The Benefit of Being Bayesian in Online Conformal Prediction
Zhiyu Zhang, Zhou Lu, Heng Yang
TL;DR
This work addresses online conformal prediction under adversarial data by introducing a Bayesian-regularized CP algorithm that outputs confidence thresholds for multiple alpha-queries online. The key idea is to maintain a belief $P_t$ that blends a prior with the empirical past, so $r_t(\alpha)=q_\alpha(P_t)$, yielding a non-linearized FTRL-like update with provable regret $O(R\sqrt{T})$ for all $\alpha$ and robustness to monotonicity issues. The framework adapts to iid data, recovering near-ERM guarantees with dataset-conditional coverage, and connects to Dirichlet-process posterior means in its Bayesian interpretation. Extensions include a memory-efficient quantized version and a discounted variant for continual distribution shift, both supported by experiments on synthetic switching sequences and stock-price data.
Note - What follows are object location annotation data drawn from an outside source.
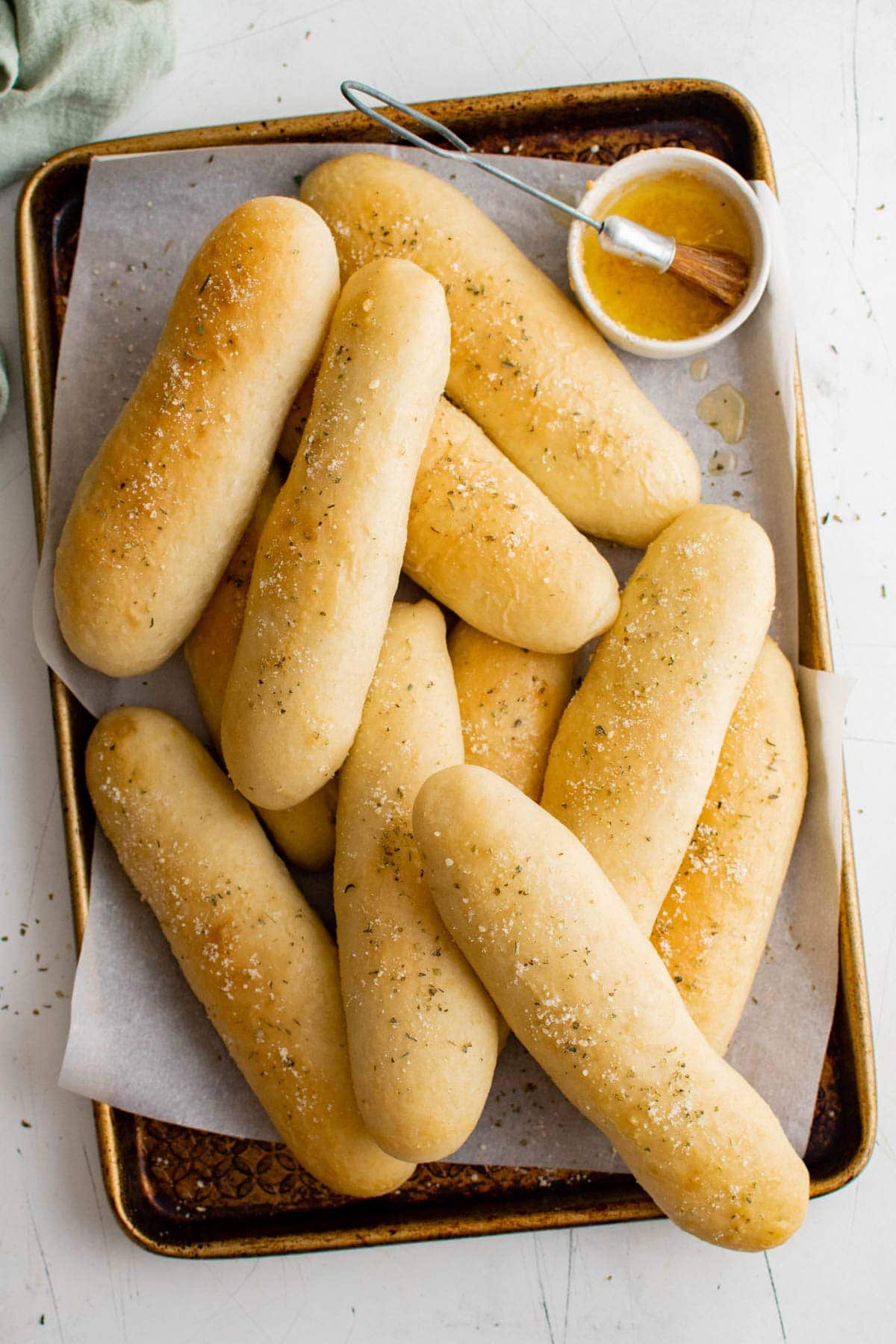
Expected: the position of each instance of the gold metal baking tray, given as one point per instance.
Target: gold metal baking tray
(183, 1192)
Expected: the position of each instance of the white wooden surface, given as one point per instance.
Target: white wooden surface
(821, 74)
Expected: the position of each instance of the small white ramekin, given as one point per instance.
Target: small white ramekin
(657, 163)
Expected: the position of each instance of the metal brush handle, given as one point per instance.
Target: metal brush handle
(617, 234)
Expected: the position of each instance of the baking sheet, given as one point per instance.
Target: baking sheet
(139, 1039)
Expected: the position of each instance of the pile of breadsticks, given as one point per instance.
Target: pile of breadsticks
(601, 874)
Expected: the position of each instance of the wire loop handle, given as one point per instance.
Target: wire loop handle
(352, 87)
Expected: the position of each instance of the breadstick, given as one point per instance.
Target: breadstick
(637, 747)
(484, 541)
(588, 998)
(527, 364)
(487, 544)
(712, 927)
(253, 952)
(511, 703)
(304, 833)
(422, 1033)
(331, 553)
(163, 504)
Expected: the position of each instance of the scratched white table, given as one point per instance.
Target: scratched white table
(822, 78)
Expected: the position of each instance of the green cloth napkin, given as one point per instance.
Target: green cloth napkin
(69, 66)
(66, 69)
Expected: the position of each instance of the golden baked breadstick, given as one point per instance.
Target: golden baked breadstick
(422, 1033)
(485, 541)
(487, 544)
(161, 507)
(305, 833)
(527, 364)
(588, 998)
(712, 927)
(331, 553)
(637, 747)
(253, 952)
(511, 703)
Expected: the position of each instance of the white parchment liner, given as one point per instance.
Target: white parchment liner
(139, 1039)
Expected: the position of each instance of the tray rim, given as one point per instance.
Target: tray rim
(40, 396)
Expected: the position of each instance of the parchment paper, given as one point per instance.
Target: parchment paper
(139, 1039)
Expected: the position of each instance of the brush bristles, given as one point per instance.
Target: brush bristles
(722, 273)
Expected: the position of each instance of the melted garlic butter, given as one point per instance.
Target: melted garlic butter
(644, 302)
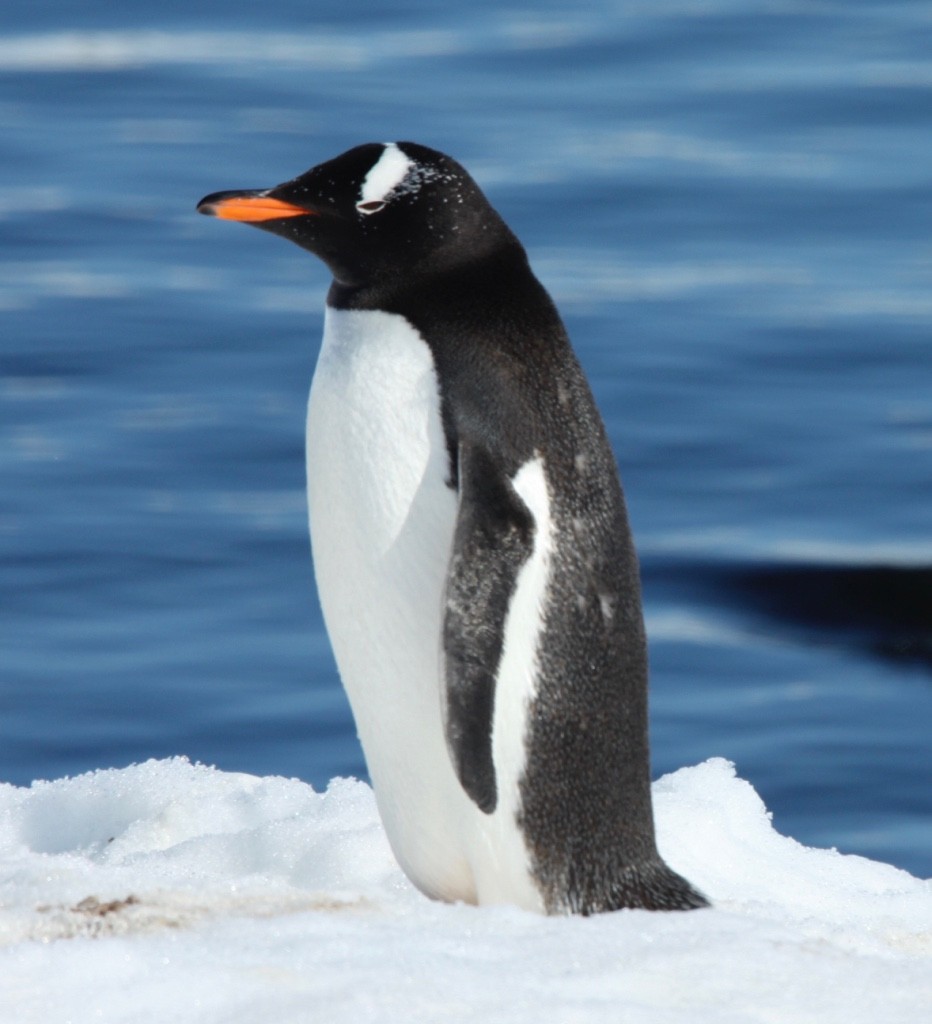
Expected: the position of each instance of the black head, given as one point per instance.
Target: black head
(378, 211)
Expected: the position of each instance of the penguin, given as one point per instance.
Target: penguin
(471, 546)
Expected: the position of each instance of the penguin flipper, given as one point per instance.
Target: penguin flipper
(494, 538)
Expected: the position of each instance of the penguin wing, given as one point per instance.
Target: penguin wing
(494, 538)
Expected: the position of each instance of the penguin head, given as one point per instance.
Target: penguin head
(375, 212)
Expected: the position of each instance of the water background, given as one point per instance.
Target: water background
(730, 203)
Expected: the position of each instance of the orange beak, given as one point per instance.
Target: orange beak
(250, 207)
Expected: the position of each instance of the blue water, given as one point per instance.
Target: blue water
(730, 204)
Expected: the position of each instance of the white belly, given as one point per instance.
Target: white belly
(382, 521)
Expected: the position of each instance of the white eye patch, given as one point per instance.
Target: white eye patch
(384, 176)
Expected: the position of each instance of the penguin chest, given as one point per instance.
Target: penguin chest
(382, 520)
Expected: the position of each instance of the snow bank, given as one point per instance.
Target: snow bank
(174, 892)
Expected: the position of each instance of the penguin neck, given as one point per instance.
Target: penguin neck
(478, 266)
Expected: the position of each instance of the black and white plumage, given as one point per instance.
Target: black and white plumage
(471, 545)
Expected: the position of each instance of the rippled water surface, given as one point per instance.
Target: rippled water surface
(729, 202)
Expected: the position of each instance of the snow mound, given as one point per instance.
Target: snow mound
(171, 891)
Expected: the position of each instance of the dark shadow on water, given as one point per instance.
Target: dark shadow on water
(883, 610)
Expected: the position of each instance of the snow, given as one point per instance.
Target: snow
(174, 892)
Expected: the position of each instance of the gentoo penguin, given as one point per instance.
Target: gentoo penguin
(471, 546)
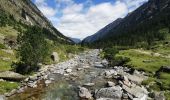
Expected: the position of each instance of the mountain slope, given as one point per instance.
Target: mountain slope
(76, 40)
(141, 25)
(26, 12)
(101, 33)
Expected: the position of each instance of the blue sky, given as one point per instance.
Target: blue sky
(81, 18)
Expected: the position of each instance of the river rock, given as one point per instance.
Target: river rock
(105, 62)
(84, 93)
(159, 96)
(141, 97)
(109, 73)
(125, 96)
(33, 78)
(68, 70)
(9, 75)
(78, 69)
(32, 84)
(47, 82)
(2, 97)
(136, 91)
(1, 80)
(126, 81)
(89, 84)
(110, 84)
(98, 65)
(114, 93)
(55, 57)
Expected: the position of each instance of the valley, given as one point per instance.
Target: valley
(128, 59)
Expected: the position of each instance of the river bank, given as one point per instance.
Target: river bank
(86, 76)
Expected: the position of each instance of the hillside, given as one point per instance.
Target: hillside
(142, 25)
(25, 12)
(103, 32)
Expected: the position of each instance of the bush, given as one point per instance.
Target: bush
(120, 61)
(33, 48)
(2, 46)
(110, 53)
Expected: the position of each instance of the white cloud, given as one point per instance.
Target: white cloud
(74, 23)
(47, 10)
(84, 19)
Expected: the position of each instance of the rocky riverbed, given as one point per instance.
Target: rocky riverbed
(84, 77)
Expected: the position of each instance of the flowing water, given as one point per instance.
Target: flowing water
(66, 87)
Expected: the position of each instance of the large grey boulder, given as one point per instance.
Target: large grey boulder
(9, 75)
(111, 93)
(110, 73)
(55, 57)
(136, 91)
(2, 97)
(84, 93)
(98, 65)
(159, 96)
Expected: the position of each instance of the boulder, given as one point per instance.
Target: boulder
(9, 75)
(114, 93)
(84, 93)
(89, 84)
(136, 91)
(2, 97)
(105, 62)
(32, 84)
(137, 79)
(159, 96)
(47, 82)
(68, 70)
(165, 69)
(98, 65)
(110, 84)
(55, 57)
(141, 97)
(110, 73)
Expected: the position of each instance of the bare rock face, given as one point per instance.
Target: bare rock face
(9, 75)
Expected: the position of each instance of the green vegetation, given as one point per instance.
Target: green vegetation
(110, 55)
(6, 64)
(6, 86)
(146, 62)
(149, 61)
(33, 49)
(64, 50)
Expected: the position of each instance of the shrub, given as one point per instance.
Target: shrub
(2, 46)
(33, 48)
(109, 53)
(119, 61)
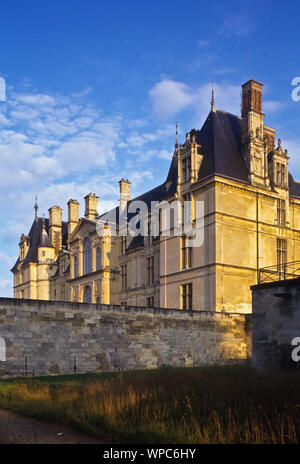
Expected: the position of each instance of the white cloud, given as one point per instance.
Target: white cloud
(6, 288)
(167, 103)
(169, 97)
(6, 258)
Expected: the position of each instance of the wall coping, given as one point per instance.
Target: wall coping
(4, 301)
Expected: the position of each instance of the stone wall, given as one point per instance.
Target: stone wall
(276, 321)
(45, 337)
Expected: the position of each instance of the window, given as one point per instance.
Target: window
(186, 169)
(186, 296)
(150, 270)
(98, 259)
(124, 277)
(280, 174)
(87, 255)
(150, 301)
(281, 216)
(123, 244)
(75, 266)
(187, 208)
(2, 349)
(281, 254)
(186, 254)
(75, 293)
(87, 294)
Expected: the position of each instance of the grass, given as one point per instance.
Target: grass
(233, 404)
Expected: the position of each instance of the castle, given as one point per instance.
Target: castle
(251, 220)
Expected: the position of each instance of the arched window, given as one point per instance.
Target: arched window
(98, 258)
(2, 349)
(87, 294)
(75, 266)
(87, 256)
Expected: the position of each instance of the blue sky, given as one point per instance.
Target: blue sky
(94, 90)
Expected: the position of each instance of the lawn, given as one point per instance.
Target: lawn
(233, 404)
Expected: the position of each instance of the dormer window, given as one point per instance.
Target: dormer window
(186, 169)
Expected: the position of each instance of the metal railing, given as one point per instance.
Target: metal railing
(283, 271)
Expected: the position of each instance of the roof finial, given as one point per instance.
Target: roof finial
(36, 207)
(212, 102)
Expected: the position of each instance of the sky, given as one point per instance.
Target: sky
(94, 90)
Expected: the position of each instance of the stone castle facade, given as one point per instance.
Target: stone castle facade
(251, 220)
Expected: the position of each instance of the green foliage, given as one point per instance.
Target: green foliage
(233, 404)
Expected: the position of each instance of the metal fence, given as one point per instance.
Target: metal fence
(283, 271)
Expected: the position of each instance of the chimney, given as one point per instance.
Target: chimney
(91, 206)
(124, 192)
(55, 227)
(251, 97)
(73, 215)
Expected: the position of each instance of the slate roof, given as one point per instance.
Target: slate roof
(37, 238)
(220, 139)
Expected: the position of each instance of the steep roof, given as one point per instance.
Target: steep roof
(38, 238)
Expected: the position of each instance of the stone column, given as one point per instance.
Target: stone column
(80, 259)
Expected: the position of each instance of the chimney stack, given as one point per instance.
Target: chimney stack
(73, 215)
(124, 192)
(91, 206)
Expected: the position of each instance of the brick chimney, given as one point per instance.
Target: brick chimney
(55, 227)
(73, 215)
(91, 206)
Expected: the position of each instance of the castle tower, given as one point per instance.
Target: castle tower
(91, 206)
(55, 228)
(253, 146)
(73, 215)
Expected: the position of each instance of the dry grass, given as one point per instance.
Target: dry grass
(199, 405)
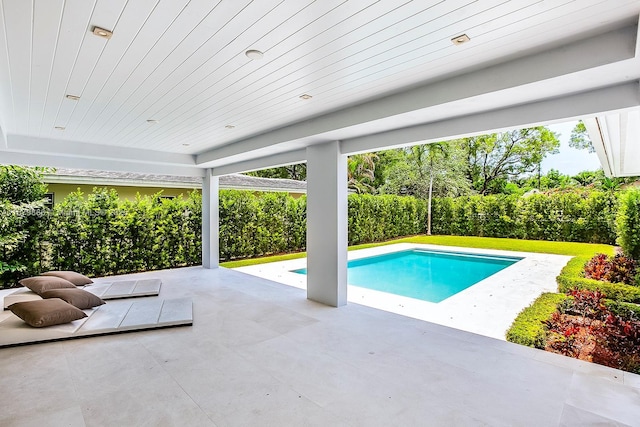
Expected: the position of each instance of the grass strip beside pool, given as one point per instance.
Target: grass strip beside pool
(584, 251)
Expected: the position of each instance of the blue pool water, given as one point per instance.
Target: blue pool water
(427, 275)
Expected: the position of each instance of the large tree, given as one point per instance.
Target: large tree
(494, 159)
(414, 167)
(580, 138)
(361, 172)
(296, 171)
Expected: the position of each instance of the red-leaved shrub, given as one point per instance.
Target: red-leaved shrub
(584, 328)
(619, 269)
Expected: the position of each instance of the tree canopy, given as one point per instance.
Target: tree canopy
(499, 163)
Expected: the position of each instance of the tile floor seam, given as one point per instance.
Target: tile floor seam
(175, 380)
(73, 381)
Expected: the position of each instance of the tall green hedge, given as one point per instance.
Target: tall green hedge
(23, 222)
(575, 216)
(99, 234)
(628, 223)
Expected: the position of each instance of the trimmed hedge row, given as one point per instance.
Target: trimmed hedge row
(102, 235)
(576, 216)
(528, 328)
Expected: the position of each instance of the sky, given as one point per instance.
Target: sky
(569, 161)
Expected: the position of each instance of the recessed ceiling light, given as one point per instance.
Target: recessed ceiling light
(254, 54)
(462, 38)
(101, 32)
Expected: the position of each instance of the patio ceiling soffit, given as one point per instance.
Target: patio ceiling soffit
(583, 78)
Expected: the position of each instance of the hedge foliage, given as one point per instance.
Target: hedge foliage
(23, 221)
(628, 223)
(99, 234)
(572, 216)
(528, 328)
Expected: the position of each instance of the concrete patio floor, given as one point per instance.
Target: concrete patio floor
(261, 354)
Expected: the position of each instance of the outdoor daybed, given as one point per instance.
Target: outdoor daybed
(106, 291)
(113, 317)
(53, 308)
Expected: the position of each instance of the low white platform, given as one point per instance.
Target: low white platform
(106, 290)
(110, 318)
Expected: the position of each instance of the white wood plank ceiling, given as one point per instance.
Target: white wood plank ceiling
(182, 63)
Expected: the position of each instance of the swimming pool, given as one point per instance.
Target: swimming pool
(423, 274)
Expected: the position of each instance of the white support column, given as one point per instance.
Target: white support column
(327, 224)
(210, 221)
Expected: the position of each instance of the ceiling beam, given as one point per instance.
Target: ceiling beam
(275, 160)
(597, 51)
(50, 160)
(64, 148)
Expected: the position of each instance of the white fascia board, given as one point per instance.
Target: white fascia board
(275, 160)
(600, 142)
(612, 47)
(624, 96)
(79, 150)
(50, 160)
(80, 180)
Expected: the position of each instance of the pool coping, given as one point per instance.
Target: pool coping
(486, 308)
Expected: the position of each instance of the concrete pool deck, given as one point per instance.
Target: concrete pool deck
(486, 308)
(260, 353)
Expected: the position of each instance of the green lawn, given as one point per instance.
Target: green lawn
(581, 250)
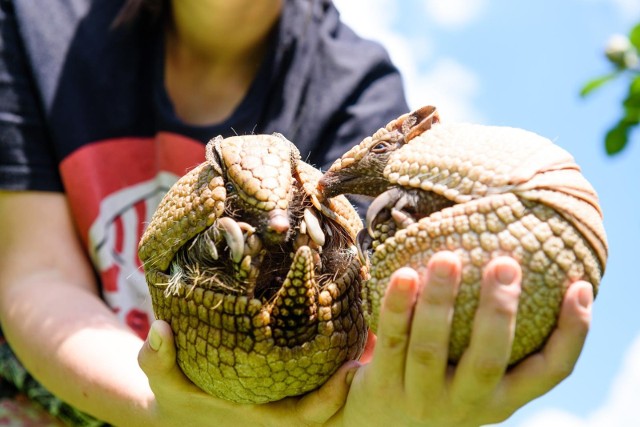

Overall, the approach combines the strengths of data-centric CP with Bayesian regularization to deliver robust, multi-alpha online confidence sets applicable in real-world risk assessment scenarios.
Abstract
Based on the framework of Conformal Prediction (CP), we study the online construction of confidence sets given a black-box machine learning model. By converting the target confidence levels into quantile levels, the problem can be reduced to predicting the quantiles (in hindsight) of a sequentially revealed data sequence. Two very different approaches have been studied previously: (i) Assuming the data sequence is iid or exchangeable, one could maintain the empirical distribution of the observed data as an algorithmic belief, and directly predict its quantiles. (ii) Due to the fragility of statistical assumptions, a recent trend is to consider the non-distributional, adversarial setting and apply first-order online optimization algorithms to moving quantile losses. However, it requires the oracle knowledge of the target quantile level, and suffers from a previously overlooked monotonicity issue due to the associated loss linearization. This paper presents an adaptive CP algorithm that combines their strengths. Without any statistical assumption, it is able to answer multiple arbitrary confidence level queries with low regret, while also overcoming the monotonicity issue suffered by first-order optimization baselines. Furthermore, if the data sequence is actually iid, then the same algorithm is automatically equipped with the "correct" coverage probability guarantee. To achieve such strengths, our key technical innovation is to regularize the aforementioned algorithmic belief (the empirical distribution) by a Bayesian prior, which robustifies it by simulating a non-linearized Follow the Regularized Leader (FTRL) algorithm on the output. Such a belief update backbone is shared by prediction heads targeting different confidence levels, bringing practical benefits analogous to the recently proposed concept of U-calibration (Kleinberg et al., 2023).